# Chili bowls



## rickell (Sep 18, 2006)

*chili bowls*

about a week or so ago paula made chili bowls.   she took biscuit
dough and pressed them over the back of muffin tins them baked them
and filled them with chili?   has anyone tried this?  wouldn't the bowls
get soggy if they were not eaten right away?


----------



## JMediger (Sep 18, 2006)

Was it like the canned biscuits?  I would think they would be like any other biscuit you make.  If ours aren't eaten within a day or so (which normally isn't a problem), I throw them because they get odd.  I haven't tried it but it sounds good!


----------



## kitchenelf (Sep 18, 2006)

Yes, once you fill them they would get soggy eventually but they can also be eaten along with the chili.  It's really a non-issue IMHO.


----------



## VeraBlue (Sep 18, 2006)

I would imagine you shouldn't fill them until you are ready to serve.

If you are concerned overmuch, you can always get a good quality round boule bread for individual servings.  Hollow out the center and run it through the oven for a few minutes to toast the interior, giving it a natural barrier to the moisture.   Then, as you get down to the bottom of the boule (or bowl) you can rip it appart and eat it!


----------



## carolelaine (Sep 18, 2006)

I have made Paula's bowls except instead of Chili, I didn't have any trouble with sogginess, but I really didn't think it was too great.  I'd rather have some kind of cornbread shell I think.


----------



## Michael in FtW (Sep 18, 2006)

I assume you're talking about Paula's Chili in a Biscuit Bowl, rickell? Yes, the biscuit bowls will get soggy the longer they sit - that is why Paula's instructions say, "*When ready to serve*, spoon the hot chili into the biscuit bowls."

I'm with carolelaine here - I would prefer cornbread to biscuits.


----------



## pdswife (Sep 18, 2006)

Michael.. do yo have a recipe for corn bread that can be made in this way?


----------



## Michael in FtW (Sep 18, 2006)

I *knew* someone was going to ask this, pdswife!  

Nope - biscuits are a dough - cornbread is a batter. About all you can do is make cornbread muffins in muffin tins, scoop out the centers, and fill them with chili.

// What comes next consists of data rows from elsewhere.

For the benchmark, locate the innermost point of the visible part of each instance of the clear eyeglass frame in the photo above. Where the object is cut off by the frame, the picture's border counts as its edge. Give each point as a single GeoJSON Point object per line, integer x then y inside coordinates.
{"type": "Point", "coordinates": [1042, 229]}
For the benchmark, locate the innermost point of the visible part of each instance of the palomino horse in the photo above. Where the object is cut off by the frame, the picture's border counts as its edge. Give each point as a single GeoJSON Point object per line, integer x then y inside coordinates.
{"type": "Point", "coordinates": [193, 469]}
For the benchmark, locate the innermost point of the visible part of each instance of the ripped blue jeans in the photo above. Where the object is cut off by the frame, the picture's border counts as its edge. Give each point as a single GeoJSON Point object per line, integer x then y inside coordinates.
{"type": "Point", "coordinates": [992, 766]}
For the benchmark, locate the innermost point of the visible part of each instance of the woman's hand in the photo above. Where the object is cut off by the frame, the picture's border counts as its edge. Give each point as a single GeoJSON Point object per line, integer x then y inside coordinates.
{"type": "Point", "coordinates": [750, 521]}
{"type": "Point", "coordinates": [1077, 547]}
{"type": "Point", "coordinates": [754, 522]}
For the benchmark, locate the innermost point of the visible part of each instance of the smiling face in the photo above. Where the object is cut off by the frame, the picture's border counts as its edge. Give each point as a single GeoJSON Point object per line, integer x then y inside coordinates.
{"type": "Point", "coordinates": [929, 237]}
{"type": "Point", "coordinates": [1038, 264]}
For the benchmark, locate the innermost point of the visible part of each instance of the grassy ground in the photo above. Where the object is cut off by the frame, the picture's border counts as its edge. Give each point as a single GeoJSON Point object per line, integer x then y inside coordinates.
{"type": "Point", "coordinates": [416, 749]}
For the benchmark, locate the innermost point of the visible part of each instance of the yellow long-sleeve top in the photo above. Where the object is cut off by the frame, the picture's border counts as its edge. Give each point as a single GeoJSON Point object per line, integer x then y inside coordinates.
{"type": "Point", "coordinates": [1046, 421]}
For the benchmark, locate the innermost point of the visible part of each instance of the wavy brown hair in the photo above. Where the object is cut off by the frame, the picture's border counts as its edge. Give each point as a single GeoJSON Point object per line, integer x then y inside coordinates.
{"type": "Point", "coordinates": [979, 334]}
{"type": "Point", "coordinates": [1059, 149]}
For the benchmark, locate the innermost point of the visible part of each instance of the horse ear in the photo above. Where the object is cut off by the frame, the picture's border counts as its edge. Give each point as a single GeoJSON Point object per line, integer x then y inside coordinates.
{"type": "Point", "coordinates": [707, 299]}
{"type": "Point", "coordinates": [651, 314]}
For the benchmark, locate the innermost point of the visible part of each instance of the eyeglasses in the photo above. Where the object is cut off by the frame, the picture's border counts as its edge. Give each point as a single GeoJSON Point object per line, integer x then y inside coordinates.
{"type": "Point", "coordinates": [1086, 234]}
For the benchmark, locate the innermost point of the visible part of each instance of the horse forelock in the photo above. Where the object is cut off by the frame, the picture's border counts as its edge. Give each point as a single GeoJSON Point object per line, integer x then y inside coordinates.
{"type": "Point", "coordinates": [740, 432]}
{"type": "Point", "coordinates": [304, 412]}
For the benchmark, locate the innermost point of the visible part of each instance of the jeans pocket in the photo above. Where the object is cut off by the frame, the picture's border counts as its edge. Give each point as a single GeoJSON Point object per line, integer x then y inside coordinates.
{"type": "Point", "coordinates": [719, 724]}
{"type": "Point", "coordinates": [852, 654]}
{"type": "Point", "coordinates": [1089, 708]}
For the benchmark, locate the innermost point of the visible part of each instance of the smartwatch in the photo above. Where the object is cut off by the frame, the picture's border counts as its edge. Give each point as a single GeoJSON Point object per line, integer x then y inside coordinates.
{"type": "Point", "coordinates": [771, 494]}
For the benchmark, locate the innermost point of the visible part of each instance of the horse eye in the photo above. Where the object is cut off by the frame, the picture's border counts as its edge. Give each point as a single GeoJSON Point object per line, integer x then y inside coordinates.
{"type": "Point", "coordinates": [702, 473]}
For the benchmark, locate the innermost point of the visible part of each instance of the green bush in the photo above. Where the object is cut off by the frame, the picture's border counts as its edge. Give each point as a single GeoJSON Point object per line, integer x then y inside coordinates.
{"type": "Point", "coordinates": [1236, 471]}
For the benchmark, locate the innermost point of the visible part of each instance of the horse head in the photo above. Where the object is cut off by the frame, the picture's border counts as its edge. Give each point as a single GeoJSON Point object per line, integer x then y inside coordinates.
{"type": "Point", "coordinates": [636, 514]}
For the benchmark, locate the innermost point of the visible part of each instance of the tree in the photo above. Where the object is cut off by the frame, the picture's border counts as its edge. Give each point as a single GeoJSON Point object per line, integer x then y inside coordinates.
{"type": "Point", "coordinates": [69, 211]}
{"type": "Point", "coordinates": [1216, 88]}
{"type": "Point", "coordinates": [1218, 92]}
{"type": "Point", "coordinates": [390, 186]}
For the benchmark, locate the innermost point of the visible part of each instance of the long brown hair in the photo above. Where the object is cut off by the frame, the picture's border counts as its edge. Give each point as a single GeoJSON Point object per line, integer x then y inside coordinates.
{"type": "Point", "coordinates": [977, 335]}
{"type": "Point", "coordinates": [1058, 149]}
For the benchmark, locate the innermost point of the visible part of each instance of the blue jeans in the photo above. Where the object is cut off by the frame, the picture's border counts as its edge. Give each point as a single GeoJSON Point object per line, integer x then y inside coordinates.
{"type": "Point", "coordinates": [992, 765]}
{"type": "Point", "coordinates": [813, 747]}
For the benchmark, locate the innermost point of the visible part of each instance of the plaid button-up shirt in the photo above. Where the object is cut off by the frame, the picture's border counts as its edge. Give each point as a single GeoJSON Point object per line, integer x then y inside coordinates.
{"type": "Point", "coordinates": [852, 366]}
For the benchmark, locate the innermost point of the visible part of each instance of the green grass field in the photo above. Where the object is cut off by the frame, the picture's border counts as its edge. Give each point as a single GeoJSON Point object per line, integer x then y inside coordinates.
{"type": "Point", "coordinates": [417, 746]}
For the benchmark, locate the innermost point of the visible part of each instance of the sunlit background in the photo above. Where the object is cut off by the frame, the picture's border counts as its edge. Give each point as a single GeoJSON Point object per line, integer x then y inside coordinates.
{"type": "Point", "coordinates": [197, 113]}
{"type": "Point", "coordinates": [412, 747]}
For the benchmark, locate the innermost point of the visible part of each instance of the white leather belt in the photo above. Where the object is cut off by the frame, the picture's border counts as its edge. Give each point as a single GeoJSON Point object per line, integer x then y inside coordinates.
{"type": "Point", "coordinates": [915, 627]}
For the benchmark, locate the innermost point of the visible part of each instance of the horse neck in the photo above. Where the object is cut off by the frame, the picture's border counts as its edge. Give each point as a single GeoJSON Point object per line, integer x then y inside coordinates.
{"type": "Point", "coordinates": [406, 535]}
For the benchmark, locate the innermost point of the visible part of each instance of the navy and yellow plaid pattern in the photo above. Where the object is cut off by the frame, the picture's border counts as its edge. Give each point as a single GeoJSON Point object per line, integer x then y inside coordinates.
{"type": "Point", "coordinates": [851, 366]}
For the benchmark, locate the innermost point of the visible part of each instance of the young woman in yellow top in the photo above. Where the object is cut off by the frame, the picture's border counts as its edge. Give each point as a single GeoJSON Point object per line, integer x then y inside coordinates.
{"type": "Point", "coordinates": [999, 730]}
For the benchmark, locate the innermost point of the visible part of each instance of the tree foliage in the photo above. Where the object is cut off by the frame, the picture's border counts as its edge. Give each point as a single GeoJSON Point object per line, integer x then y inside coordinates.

Paula's recipe is really a "presentation" and not a "flavor" thing - one of the recipes I think she really blew it on (but I'm from Texas and our taste in chili is a little different than Albany, GA). Make a skillet of cornbread, crumble it up in the bottom of a bowl, pour chili over ... it ain't as cute or purty - but it'll taste better, IMHO.


----------



## pdswife (Sep 18, 2006)

Do I get a prize for stumping the answer man?  lol.

Have a great night!!


----------



## Gretchen (Sep 18, 2006)

OR for cornbread, make the cornbread in a small loaf pan and carve out the middle. Serve the chli in it.


----------



## Dutchess (Sep 19, 2006)

For cornbread bowls, you can use a can of refrigerated cornbread twists, made by Pillsbury.


----------



## amber (Sep 19, 2006)

Great tip Dutchess, I didnt know pillsbury made these.


----------



## Gretchen (Sep 19, 2006)

But I am also not sure why you would ruin a nice chili with a refrigerated biscuit.  Paula gives southern cooking a bad name, in my oponion.


----------



## carolelaine (Sep 19, 2006)

In my earlier post on this subject, I left out part of a sentence (brilliant) I made chicken pot pie filling and did it in the little biscuit bowls that she used, it was acceptable, at least eveyone thought they were interesting.  I was looking for the pillsbury corn twist things to make the chile bowls but I couldn't find them.  I thought they quit making them.  Mom used to make corn dogs with them ages ago.


----------



## rickell (Sep 19, 2006)

Dutchess said:
			
		

> For cornbread bowls, you can use a can of refrigerated cornbread twists, made by Pillsbury.


 
great idea i will try this instead.   i also like the idea to use the cornbread
twists for corn dogs.


----------



## Gretchen (Sep 19, 2006)

I have not seen this product either--but I may not have looked closely at that case in the store. What store did the poster find it in?


----------



## kittyjo (Sep 19, 2006)

wouldn't it keep the bowls from getting soggy if they were brushedd with a little bit of olive oil before the chili was put into them?


----------



## jennyema (Sep 19, 2006)

Isn't getting soggy _the point_ of eating anything out of a bread/biscuit bowl?


----------



## mish (Sep 19, 2006)

rickell said:
			
		

> about a week or so ago paula made chili bowls. she took biscuit
> dough and pressed them over the back of muffin tins them baked them
> and filled them with chili? has anyone tried this? wouldn't the bowls
> get soggy if they were not eaten right away?


 
Rickell, the bowls won't get soggy if you eat them when ready to serve. The cornbread sticks are another good option, as mentioned. Here are some additional flavors, if available in your area:

http://www.pillsbury.com/View/breads/breadsticks.aspx

I've heard, at the Renaissance Faire, here in California, bread bowls are sold and filled with stew or chili. Wrapping the dough or sticks over the back of muffin tins, may make for very small bowls & they could stick together as they bake. If the dough is thin, they may leak.  I have instructions for a cornucopia made with bread sticks wrapped around shaped aluminum foil, which is another idea, rather than using little muffin tins. If you're interested let me know.


----------



## rickell (Sep 19, 2006)

thanks mish, paula stated to skip every other muffin tin so they
would not stick to each other.  i think the small bowls would be great
for a snack.  is your recipe for a meal size bowl i would love
that too.  i think the first day of fall is friday 

time for chili


----------



## shpj4 (Sep 19, 2006)

That sounds great but just like a chicken pot pie if you don't eat them soon the dough will get soggy.

Jill and Jolie


----------